There is no one reason, there are a thousand reasons, which all induce me to admire the West and emphasize its absolute excellence in all matters of life. Western civilization is the only civilization that liberated man from his illusions and shackles; it recognized his individuality and provided him with capabilities and opportunities to cultivate himself and realize his aspirations. [Western civilization] humanized political authority and established mechanisms to guarantee relative equality and relative justice and to prevent injustice and to alleviate aggression. This does not mean that this is a flawless civilization; indeed, it is full of deficiencies. Yet it is the greatest which man has achieved throughout history. [Before the advent of Western civilization,] humanity was in the shackles of tyranny, impotence, poverty, injustice, disease, and wretchedness.

It’s nothing short of stunning, of course, to read such comments by a contemporary Saudi leader. But it shouldn’t be. Buleihi isn’t doing anything more here than speaking the truth. It’s a truth, to be sure, that runs counter to the propaganda Arabs have been fed all their lives, and that – for reasons Buleihi himself adduces – is tough for many Arabs to swallow. But, as he knows, it’s also a truth that Arabs need to accept and address if they’re to stand any hope of dragging the Arab world into the twenty-first century.

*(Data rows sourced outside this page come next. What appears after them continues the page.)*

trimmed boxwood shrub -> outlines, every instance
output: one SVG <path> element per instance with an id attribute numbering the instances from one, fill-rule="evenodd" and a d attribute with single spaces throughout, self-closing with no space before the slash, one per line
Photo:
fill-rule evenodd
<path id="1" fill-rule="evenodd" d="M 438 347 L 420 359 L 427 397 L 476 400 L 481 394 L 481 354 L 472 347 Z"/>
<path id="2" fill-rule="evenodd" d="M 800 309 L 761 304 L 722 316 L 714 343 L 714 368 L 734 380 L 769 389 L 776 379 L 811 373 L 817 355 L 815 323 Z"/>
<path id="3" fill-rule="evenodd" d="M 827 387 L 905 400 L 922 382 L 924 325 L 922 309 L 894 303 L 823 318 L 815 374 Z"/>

It’s heartening to know that such a man exists in Saudi Arabia. What isn’t heartening is that you can’t easily imagine an Arab Muslim in a position of authority anywhere in the Western world saying such things. Instead, what we’ve got in the West are U.S.-based grievance-mongers and jihad-whitewashers like Ibrahim Hooper of CAIR and Ingrid Mattson of the Islamic Society of North America, who glorify Arab and Muslim culture while charging the West with Islamophobia. We’ve got the unbearable slickness of Tariq Ramadan, that dissembling, double-talking Trojan horse for the Muslim Brotherhood. And here in Europe we’ve got a profusion of unsavory imams and Islamic pressure groups, all of which look for guidance to the European Fatwa and Research Council, headed by jihad apologist and sharia-booster Yusuf al-Qaradawi – whose view of the moral stature of the West is 180 degrees removed from Buleihi’s.

But that’s not the worst of it. What’s truly tragic isn’t that few if any prominent Arab Muslims in the West would agree with Buleihi – it’s that most non-Muslim movers and shakers in the West wouldn’t agree with him, either. Some, quite simply, hate the West. They’ve read their Howard Zinn and Noam Chomsky and have learned to view the West – America especially – as the fount of all modern evil. Others, while perhaps not despising their own culture, are devout multiculturalists for whom the idea of exalting one civilization over any other is a heresy. And some, even if they are rather happy to be living in the Western world, consider themselves far too sophisticated to ever express their pleasure in language as unguarded as Buleihi’s.

Indeed, in today’s U.S., the closest you’re likely to come to rhetoric like Buleihi’s is in red-state election-campaign oratory; in most parts of Western Europe, meanwhile, you’d have to search long and hard to find such rhetoric anywhere.

At root, indeed, the reason why Europe is in such trouble these days – and, increasingly, this applies to America, too – is that the folks roaming its corridors of power aren’t famous for their sincere, deeply held belief in the worthiness of the West and its institutions but for their principled determination not to see Western civilization as better in any way than any other. It’s because they lack Buleihi’s appreciation for their own culture’s values that they’re so incapable of defending it from the day-to-day “soft” jihad perpetrated by partisans of his culture. Perhaps, come to think of it, the solution to the West’s crisis is to ship the entire Western cultural elite and political class to Saudi Arabia for a couple of years. Maybe that’s the only thing that would teach them to appreciate what they’ve got as much as Buleihi does – and to take seriously their obligation to protect it from a threat with which Buleihi is all too familiar.